As for the Chorus founders’ apparel association, Bracelin said, “Right now, some of the team riders have street apparel sponsors. We’ll cross that line when we get into it.”

According to Bracelin, Chorus’s biggest challenge is making sure the image is correct. The company plans to market its Chorus brand by advertising in publications such as Transworld Snowboarding, Snowboarder and Snowboard Canada, as well as the creation of an amateur team, through its sponsorship of Boarding for Breast Cancer, the All Girl Board Jam — a traveling snow-surf-skateboard competition for girls, and the High Cascade Snowboard Camp in Mount Hood, Ore.
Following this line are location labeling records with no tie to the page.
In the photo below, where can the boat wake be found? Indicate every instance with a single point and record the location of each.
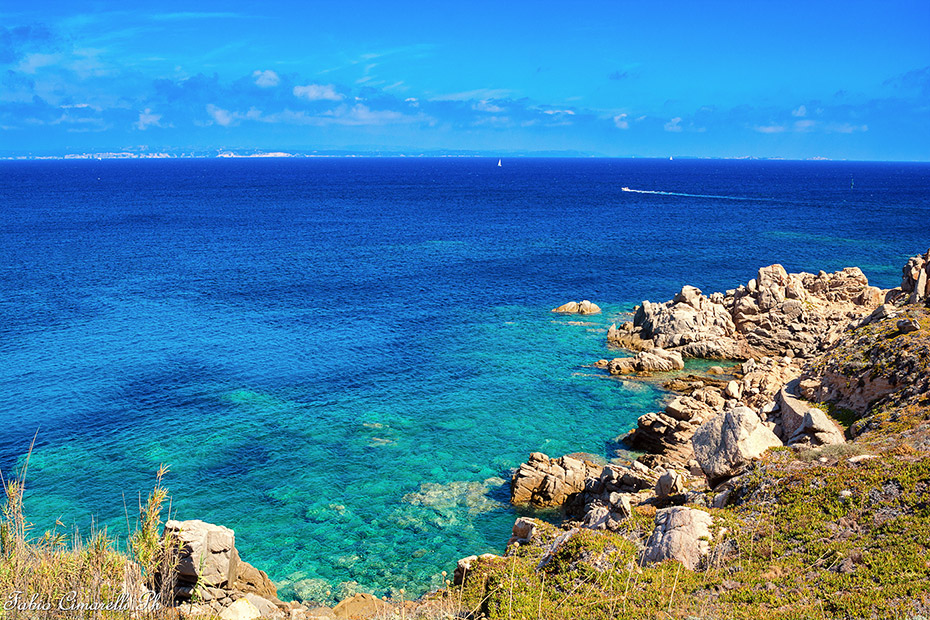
(649, 191)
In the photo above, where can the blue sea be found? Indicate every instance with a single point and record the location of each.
(343, 359)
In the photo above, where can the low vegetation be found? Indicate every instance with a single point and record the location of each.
(60, 575)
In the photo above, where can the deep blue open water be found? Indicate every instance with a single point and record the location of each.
(341, 359)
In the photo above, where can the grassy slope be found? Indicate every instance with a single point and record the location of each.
(811, 534)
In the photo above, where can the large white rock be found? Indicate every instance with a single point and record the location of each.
(242, 609)
(207, 552)
(730, 440)
(576, 307)
(681, 534)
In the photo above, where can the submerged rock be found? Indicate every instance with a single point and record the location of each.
(543, 481)
(578, 307)
(360, 606)
(653, 360)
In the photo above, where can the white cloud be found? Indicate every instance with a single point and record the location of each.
(355, 115)
(674, 125)
(266, 79)
(770, 128)
(317, 92)
(481, 94)
(220, 116)
(147, 119)
(33, 62)
(486, 106)
(847, 128)
(225, 118)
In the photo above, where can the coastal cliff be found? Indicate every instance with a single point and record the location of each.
(794, 484)
(791, 481)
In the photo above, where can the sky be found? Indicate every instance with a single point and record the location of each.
(836, 79)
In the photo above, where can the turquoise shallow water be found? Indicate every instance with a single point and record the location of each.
(342, 360)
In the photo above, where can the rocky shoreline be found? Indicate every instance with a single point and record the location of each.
(698, 453)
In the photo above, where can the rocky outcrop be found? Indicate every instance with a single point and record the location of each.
(360, 606)
(653, 360)
(669, 484)
(242, 609)
(777, 313)
(578, 307)
(210, 573)
(797, 421)
(626, 338)
(729, 441)
(916, 278)
(681, 534)
(543, 481)
(207, 554)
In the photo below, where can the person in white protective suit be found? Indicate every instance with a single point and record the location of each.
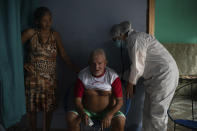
(155, 64)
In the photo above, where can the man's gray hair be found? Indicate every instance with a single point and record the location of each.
(95, 52)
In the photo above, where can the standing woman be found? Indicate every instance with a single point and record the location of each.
(40, 79)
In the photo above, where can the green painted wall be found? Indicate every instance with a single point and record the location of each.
(176, 21)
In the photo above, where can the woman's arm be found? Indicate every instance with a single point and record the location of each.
(26, 35)
(63, 53)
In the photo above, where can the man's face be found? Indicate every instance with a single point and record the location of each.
(97, 65)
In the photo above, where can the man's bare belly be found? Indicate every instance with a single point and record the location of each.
(96, 100)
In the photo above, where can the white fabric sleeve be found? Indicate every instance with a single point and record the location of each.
(138, 58)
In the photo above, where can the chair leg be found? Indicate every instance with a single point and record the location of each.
(174, 126)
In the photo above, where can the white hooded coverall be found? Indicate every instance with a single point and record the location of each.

The team will travel and compete in contests worldwide. Coincidentally, Olson and Meyen have upcoming video games, which Chorus will be able to do cobranding opportunities with in addition to its licensing deal with Tech Deck to create Chorus snowboard toys.

“We are doing the first mini Chorus Tech Decks,” Bracelin said. “We’ve timed it so they come out with the PlayStation releases.”

Burnside said Chorus will produce point-of-purchase postcards and posters and run ads in magazines showing the team in action.

“More girls will begin to see this and the exposure will be good,” she said. “And I think it’s good for boys to grow up seeing girls do these types of sports, too, and not think girls can’t do the same things.”